The musical Beautiful is a biographical account of King's life and career from 16 year old schoolgirl in New Jersey in 1958, to her solo Carnegie Hall concert in 1971 after releasing her album 'Tapestry' through producer Lou Adler. It's not a ground-breaking Musical, in fact, it is extremely formulaic and conventional in its approach, as the multi-purpose flats and backcloths are used throughout with smaller items of set brought in and out on dollies for each scene; the dialogue minimal, capitalising on and heightening the more dramatic moments of King's life whilst of course the amount of music is at the max, since that is what we have come along to see and hear.


Directed by Marc Bruni, this Musical does have a couple of big bonuses on its side however, which other shows of this ilk have not. First, the script is not only very human and easy to follow, it is also extremely funny too, from some very typical Jewish humorous quips to caustic sarcasm. Second, the performers who should play instruments, do, and so many of the cast are multi-talented playing piano or other instruments as the script calls for them to do so. It is slick and seamless, and works extremely well.


As we follow King's life from her first big break to her first marriage to lyricist Gerry Goffin, and their turbulent and unhappy times together, to her deciding to go it alone and move to California, we are swept up in cameo performances. 'Neil Sedaka', 'The Shirelles', 'The Righteous Brothers', 'The Drifters' and more, not just of King / Goffin tracks but also from a second song-writing pair who worked alongside King at the record company, Barry Mann and Cynthia Weil.

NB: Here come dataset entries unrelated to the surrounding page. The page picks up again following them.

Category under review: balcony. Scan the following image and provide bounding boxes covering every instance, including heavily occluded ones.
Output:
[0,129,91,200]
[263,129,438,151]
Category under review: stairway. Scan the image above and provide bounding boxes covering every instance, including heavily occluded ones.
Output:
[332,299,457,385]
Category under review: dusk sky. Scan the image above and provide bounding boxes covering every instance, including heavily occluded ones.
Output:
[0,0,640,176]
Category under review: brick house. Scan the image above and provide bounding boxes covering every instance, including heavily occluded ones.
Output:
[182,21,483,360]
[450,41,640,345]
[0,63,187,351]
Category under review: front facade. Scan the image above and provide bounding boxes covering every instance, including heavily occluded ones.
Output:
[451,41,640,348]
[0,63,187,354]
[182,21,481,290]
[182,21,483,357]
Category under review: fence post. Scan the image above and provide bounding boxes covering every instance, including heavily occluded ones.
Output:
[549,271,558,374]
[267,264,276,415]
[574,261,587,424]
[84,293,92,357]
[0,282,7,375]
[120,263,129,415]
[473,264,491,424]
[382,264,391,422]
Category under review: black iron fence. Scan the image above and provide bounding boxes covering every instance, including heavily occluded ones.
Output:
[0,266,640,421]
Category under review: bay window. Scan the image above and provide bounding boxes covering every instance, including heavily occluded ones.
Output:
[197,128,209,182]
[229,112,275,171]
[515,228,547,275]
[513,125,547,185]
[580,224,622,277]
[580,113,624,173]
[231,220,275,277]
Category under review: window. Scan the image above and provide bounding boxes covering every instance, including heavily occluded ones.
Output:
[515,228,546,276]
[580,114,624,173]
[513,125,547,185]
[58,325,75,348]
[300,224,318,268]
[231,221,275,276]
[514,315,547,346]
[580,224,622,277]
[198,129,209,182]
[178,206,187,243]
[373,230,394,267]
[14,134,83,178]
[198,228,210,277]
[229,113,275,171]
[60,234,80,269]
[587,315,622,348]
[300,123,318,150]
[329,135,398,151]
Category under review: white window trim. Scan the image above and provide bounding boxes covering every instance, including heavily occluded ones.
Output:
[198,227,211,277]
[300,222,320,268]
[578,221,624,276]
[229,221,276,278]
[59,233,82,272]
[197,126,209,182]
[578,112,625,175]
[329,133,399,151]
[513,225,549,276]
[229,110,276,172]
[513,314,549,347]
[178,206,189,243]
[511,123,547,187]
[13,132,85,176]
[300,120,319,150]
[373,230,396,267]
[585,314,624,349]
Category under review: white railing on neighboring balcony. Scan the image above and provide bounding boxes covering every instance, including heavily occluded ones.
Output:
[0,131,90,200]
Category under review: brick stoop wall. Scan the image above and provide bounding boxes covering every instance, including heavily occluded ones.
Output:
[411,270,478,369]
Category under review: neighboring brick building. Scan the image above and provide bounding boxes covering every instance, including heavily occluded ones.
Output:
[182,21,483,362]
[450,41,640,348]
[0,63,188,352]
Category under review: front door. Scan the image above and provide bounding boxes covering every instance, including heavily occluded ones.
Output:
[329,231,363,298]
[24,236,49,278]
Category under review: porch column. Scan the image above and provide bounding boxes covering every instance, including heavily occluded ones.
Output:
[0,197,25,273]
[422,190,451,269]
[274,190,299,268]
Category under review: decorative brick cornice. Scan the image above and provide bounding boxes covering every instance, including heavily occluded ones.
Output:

Playing the role of young Jewish girl made good was Bronté Barbé giving a truly outstanding performance. Not only did she look and sound like King, but her subtle transformation from young naive schoolgirl to mature solo artist was actually excellently measured. Playing opposite her as the womanising heel of a husband and writing partner Gerry Goffin was Kane Oliver Parry, whilst their writing rivals turned best friends Barry Mann and Cynthia Weil were played with passion and gusto by the very likeable Matthew Gonsalves and Amy Ellen Richardson.


A multi-talented array of cameo roles and ensemble singing took place throughout this show, and much credit must go to these performers too, for bringing to life the recording artists and producers who sang her songs and believed in her.


This Musical then is about celebrating, celebrating the life and career of Carole King, whose name ought to have been known by me, and so all hail to this feel-good family-friendly Musical which, by way of playing these songs and telling her story, has educated me and hopefully will do the same to many others too.